Zwar äußert sich Hůlová insbesondere in der Geschichte eines jüngeren Mannes, d. h. eines Angehörigen der jüngsten Generation, der an unheilbarer Soziophobie leidet, zu den Gefühlsproblemen der Gegenwart, doch die grundlegende Achse ihrer Erzählung sind die Einstellungen der Eltern- und Großelterngeneration, also einerseits der Generation, die kollektiv durch den kommunistischen Putsch im Februar 1948 stigmatisiert wurde, andererseits der Generation, die vom Einmarsch der Truppen der „Bruderländer“ im August 1968 traumatisiert wurde. In beiden Fällen waren die Menschen zu einem statischen Geschichtsbild und zu einer passiven Lebensphilosophie verurteilt.

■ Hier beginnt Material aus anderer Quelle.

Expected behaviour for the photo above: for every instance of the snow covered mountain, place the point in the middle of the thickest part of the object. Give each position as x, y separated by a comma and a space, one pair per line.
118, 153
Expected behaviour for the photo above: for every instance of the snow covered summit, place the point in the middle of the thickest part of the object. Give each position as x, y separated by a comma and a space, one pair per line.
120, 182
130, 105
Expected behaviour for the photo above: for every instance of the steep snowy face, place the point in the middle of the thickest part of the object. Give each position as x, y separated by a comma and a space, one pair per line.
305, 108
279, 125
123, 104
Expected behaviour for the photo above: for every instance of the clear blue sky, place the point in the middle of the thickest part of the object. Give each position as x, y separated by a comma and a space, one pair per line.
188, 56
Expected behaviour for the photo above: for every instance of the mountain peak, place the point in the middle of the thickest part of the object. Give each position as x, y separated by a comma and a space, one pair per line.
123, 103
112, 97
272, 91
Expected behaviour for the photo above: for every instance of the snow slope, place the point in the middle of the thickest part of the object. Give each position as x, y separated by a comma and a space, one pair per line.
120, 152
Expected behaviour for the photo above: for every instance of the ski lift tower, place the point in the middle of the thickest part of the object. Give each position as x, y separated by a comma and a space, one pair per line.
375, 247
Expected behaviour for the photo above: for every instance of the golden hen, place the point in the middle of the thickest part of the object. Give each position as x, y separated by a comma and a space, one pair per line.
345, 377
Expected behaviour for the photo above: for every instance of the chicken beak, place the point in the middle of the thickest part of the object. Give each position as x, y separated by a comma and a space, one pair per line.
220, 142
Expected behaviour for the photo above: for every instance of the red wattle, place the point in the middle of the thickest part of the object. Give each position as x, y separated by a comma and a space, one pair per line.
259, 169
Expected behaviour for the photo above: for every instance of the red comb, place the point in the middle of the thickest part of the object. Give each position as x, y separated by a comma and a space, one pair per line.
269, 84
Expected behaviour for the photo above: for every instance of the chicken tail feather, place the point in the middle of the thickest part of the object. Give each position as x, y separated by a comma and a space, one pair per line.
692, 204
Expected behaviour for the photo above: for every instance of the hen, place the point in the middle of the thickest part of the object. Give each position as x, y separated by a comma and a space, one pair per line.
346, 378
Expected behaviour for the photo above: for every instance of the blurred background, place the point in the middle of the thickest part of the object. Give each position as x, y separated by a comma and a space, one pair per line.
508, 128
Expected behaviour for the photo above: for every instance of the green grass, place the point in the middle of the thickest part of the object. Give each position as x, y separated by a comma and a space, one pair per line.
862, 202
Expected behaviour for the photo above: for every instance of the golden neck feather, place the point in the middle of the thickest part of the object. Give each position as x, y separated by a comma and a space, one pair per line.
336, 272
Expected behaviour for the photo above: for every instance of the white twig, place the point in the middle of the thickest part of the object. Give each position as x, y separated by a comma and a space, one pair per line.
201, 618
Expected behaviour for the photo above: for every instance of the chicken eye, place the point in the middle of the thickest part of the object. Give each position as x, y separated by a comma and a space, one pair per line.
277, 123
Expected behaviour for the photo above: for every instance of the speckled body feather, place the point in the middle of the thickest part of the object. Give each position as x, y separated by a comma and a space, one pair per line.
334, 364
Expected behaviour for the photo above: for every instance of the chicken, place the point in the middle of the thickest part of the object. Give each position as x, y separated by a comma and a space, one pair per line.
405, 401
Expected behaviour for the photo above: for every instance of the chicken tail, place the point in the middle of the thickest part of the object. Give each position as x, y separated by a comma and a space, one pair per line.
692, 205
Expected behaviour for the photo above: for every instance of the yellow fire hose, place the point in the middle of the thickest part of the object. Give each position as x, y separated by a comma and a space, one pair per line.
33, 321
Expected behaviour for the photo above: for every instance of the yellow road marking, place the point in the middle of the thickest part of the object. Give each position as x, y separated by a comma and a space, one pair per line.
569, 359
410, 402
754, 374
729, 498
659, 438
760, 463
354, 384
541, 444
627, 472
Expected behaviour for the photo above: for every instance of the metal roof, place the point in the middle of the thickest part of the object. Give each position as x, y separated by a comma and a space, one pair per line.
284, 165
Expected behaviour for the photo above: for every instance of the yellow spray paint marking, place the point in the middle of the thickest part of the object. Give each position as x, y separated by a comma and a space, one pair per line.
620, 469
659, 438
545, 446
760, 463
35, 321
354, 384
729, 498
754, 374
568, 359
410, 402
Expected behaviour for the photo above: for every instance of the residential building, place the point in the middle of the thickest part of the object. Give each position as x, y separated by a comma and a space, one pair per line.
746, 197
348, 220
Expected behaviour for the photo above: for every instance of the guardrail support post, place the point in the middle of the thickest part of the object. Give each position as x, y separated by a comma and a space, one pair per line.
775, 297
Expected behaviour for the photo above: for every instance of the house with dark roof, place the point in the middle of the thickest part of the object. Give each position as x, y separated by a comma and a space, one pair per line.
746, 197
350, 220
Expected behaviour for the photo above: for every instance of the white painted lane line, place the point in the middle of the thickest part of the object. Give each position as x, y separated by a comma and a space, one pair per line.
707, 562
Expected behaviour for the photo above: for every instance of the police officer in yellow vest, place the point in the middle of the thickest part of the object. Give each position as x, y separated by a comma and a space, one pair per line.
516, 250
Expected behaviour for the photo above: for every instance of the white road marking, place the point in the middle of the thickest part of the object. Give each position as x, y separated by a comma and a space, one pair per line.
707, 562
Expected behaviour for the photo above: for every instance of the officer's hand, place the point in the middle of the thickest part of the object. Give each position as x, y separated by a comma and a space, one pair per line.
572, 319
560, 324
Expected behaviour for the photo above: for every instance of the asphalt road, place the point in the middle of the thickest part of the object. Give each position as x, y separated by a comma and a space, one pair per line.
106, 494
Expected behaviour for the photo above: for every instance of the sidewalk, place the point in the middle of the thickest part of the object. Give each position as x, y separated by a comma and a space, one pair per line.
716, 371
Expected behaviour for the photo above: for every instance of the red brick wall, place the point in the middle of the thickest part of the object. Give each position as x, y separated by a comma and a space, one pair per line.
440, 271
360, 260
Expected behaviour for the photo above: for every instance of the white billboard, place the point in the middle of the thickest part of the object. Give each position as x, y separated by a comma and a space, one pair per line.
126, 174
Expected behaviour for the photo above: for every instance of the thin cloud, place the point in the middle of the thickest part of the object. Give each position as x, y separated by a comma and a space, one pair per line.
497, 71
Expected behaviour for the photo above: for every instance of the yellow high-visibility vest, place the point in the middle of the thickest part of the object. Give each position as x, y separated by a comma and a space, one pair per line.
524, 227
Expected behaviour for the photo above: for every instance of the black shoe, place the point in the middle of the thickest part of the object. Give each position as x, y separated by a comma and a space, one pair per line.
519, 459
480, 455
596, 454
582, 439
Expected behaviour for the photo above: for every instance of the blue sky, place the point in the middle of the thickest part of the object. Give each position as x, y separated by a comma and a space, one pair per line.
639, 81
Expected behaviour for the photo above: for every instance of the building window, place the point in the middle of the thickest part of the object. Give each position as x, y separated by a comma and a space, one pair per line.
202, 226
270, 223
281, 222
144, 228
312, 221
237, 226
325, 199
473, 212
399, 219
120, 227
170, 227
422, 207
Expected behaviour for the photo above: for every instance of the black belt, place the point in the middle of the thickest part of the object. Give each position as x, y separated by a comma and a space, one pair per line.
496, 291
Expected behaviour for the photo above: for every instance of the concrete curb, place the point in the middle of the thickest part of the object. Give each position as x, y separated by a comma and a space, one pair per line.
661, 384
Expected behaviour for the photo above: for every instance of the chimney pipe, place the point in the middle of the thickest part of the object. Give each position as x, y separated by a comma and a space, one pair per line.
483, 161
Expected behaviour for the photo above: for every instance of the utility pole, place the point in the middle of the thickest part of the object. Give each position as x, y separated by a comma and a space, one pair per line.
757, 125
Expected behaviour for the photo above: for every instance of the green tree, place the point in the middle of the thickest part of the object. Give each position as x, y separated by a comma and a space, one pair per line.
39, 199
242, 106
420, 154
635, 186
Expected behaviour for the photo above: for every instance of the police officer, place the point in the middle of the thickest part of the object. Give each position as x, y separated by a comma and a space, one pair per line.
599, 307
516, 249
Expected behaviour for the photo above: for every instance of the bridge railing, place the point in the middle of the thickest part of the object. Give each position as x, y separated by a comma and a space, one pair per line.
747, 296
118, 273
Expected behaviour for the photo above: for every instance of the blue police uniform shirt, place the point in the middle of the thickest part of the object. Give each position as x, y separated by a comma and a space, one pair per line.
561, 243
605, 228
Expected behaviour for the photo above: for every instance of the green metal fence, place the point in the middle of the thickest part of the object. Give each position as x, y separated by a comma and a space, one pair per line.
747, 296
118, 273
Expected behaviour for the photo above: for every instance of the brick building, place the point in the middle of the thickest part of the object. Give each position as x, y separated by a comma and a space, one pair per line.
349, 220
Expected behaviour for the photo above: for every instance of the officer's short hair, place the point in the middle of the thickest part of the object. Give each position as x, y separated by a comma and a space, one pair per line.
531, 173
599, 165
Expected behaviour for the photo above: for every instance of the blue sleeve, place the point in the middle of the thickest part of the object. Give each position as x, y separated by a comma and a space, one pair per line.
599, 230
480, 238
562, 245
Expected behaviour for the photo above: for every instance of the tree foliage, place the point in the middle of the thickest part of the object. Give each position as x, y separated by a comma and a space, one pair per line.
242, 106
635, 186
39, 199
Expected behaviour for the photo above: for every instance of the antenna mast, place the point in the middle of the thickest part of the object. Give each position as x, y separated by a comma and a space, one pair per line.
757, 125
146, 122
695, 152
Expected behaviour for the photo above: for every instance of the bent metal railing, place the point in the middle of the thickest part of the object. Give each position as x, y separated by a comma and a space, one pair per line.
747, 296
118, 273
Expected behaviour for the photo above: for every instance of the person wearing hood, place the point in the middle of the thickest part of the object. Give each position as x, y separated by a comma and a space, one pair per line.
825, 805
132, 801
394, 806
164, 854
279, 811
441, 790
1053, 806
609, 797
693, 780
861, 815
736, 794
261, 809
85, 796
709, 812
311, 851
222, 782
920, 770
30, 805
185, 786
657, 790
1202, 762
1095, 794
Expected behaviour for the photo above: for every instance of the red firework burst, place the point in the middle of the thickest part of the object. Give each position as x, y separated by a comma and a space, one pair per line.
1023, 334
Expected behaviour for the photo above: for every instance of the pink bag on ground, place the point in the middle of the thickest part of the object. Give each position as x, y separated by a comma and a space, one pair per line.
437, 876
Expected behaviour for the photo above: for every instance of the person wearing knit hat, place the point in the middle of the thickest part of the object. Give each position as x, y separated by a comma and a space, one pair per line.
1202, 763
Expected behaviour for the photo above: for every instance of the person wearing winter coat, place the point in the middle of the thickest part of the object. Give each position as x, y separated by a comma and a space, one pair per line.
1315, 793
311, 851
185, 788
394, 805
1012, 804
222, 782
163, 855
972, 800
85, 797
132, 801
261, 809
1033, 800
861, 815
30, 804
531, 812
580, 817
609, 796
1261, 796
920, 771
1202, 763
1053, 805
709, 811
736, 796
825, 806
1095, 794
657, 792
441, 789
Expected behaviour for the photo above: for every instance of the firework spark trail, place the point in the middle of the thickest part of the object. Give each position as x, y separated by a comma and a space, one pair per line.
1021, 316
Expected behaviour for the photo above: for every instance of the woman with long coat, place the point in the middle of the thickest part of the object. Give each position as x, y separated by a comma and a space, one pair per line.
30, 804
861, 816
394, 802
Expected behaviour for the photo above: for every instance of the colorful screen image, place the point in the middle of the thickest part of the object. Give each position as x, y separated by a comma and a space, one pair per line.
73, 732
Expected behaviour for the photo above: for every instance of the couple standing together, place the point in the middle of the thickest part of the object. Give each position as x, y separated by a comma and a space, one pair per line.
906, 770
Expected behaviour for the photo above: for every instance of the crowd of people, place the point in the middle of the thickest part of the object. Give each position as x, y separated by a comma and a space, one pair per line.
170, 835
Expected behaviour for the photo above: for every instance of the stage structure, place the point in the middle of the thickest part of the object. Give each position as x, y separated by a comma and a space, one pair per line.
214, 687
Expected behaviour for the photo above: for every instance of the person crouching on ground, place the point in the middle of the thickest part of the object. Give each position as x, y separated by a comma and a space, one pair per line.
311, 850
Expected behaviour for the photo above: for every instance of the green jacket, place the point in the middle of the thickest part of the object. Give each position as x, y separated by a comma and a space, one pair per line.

Die zweite Prosa der Autorin bestätigt, dass sich ihr erzählerisches Können bisher vor allem auf Episoden, Skizzen, dichte Formen und plastische Charakterstudien stützt, weniger auf epischeres Denken oder direkt auf den Grundriss eines gesellschaftlichen Problems. In dieser Richtung knüpft Hůlová an die spezifische psychologisierende Erzählweise zum Beispiel von Radoslav Nenadál und Irena Dousková an, die im Helldunkel-Kontrast von ähnlich freudlosen, „halb geheimen und verborgenen Historien“ berichten.
Bibliografie:
Pamět mojí babičce (Meiner Großmutter zum Angedenken). Prosa. Verlag Torst, Prag 2002.
Přes matný sklo (Durch Milchglas). Prosa. Verlag Torst, Prag 2004.
Cirkus Les Mémoires (Zirkus Les Mémoires). Prosa. Verlag Torst, Prag 2005.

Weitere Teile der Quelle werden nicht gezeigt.